Reflecting the announcement of the favorable Court of Claims decision, your investment went from $47.00 a share to a high of $82.53 on the date the Court’s decision was issued; that represented a 75% increase… and , I’m told, was the largest increase on the NASDAQ stock exchange that day.

We will continue to press forward with our pursuit of the condemnation award and the diligent management of the Company’s income producing assets, being ever mindful of our responsibility to you, the shareholders.

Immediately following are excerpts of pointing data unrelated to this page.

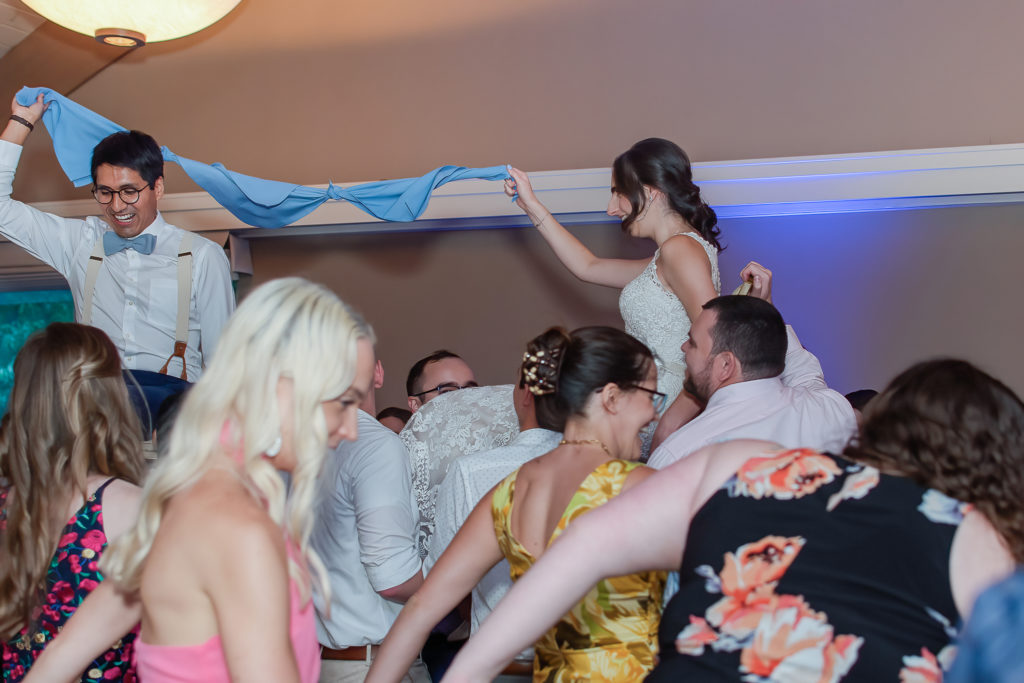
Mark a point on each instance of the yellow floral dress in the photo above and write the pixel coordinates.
(611, 634)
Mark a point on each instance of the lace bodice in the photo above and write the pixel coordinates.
(452, 425)
(654, 315)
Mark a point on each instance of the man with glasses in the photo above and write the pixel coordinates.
(127, 270)
(438, 373)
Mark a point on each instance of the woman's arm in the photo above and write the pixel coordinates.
(107, 614)
(473, 551)
(573, 255)
(978, 559)
(644, 528)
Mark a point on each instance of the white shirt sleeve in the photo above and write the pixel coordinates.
(802, 368)
(384, 519)
(214, 296)
(48, 238)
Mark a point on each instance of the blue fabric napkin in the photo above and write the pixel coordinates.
(76, 130)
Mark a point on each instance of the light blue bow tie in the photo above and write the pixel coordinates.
(143, 244)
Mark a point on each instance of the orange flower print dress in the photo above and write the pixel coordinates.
(808, 567)
(611, 634)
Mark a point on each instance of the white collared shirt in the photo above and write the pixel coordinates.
(135, 299)
(468, 479)
(796, 410)
(365, 535)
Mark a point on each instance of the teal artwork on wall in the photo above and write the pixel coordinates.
(20, 314)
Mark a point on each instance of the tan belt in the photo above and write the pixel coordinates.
(355, 653)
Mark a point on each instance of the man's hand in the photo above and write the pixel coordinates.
(760, 279)
(16, 131)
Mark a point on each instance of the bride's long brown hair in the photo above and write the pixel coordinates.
(69, 417)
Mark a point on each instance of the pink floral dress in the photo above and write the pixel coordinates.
(72, 575)
(811, 567)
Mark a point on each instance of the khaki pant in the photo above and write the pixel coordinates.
(335, 671)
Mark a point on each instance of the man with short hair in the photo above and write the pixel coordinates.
(365, 535)
(434, 375)
(471, 476)
(758, 382)
(126, 270)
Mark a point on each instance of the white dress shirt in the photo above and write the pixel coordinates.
(365, 535)
(796, 410)
(468, 479)
(135, 299)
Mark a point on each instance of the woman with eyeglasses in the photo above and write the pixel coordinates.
(653, 195)
(597, 386)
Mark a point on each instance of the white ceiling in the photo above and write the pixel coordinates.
(16, 22)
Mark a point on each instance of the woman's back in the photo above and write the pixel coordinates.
(72, 575)
(180, 622)
(806, 566)
(610, 634)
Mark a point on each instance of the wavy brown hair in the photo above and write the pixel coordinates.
(69, 417)
(951, 427)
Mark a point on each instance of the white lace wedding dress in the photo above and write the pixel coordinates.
(452, 425)
(654, 315)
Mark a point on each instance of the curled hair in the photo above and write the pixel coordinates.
(663, 165)
(130, 148)
(950, 427)
(286, 329)
(578, 364)
(69, 417)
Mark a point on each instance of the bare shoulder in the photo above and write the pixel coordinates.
(220, 511)
(121, 501)
(638, 475)
(681, 251)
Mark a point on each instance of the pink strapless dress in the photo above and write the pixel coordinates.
(205, 663)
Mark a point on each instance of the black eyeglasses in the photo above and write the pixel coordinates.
(656, 397)
(445, 387)
(127, 195)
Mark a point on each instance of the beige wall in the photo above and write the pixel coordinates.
(320, 90)
(869, 293)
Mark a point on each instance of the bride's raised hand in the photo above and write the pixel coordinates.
(518, 185)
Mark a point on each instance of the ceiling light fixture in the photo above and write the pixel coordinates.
(133, 23)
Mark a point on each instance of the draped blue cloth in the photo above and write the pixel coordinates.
(76, 130)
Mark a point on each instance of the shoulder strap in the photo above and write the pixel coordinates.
(98, 494)
(91, 272)
(184, 303)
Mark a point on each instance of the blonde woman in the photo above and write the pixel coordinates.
(218, 568)
(71, 460)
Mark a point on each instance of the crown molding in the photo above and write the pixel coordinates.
(758, 187)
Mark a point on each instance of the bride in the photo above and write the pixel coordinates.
(653, 195)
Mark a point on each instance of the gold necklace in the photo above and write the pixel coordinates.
(587, 441)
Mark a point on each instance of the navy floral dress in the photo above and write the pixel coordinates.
(811, 567)
(72, 575)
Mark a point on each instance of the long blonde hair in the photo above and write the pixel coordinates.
(287, 329)
(69, 417)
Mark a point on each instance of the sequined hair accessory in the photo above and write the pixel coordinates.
(540, 371)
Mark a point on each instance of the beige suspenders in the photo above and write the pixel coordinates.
(184, 296)
(184, 299)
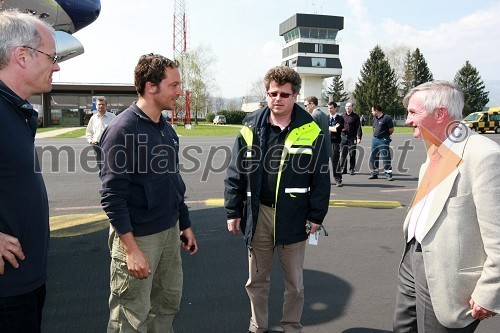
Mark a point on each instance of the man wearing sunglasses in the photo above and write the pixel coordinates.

And now, we will open the floor to questions. Please stand and identify yourself when you are recognized from the podium.
 
Forward-Looking Statement Safe Harbor
The statements made in this presentation that are not historical facts constitute "forward-looking information" within the meaning of the Private Securities Litigation Reform Act of 1995, and Section 27A of the Securities Act of 1933 and Section 21E of the Securities Exchange Act of 1934, both as amended, which can be identified by the use of forward-looking terminology such as "may," "will," "anticipates," "expects," "projects," "estimates," "believes," "seeks," "could," "should," or "continue," the negative thereof, other variations or comparable terminology. Important factors, including certain risks and uncertainties, with respect to such forward-looking statements that could cause actual results to differ materially from those reflected in such forward-looking statements include, but are not limited to, the effect of economic and business conditions, including risks inherent in the real estate markets of  Suffolk and Westchester Counties in New York, Palm Beach County in Florida and Fairfax County in Virginia, the ability to obtain additional capital in order to develop Gyrodyne’s undeveloped property in St. James, New York and other risks detailed from time to time in Gyrodyne's SEC reports.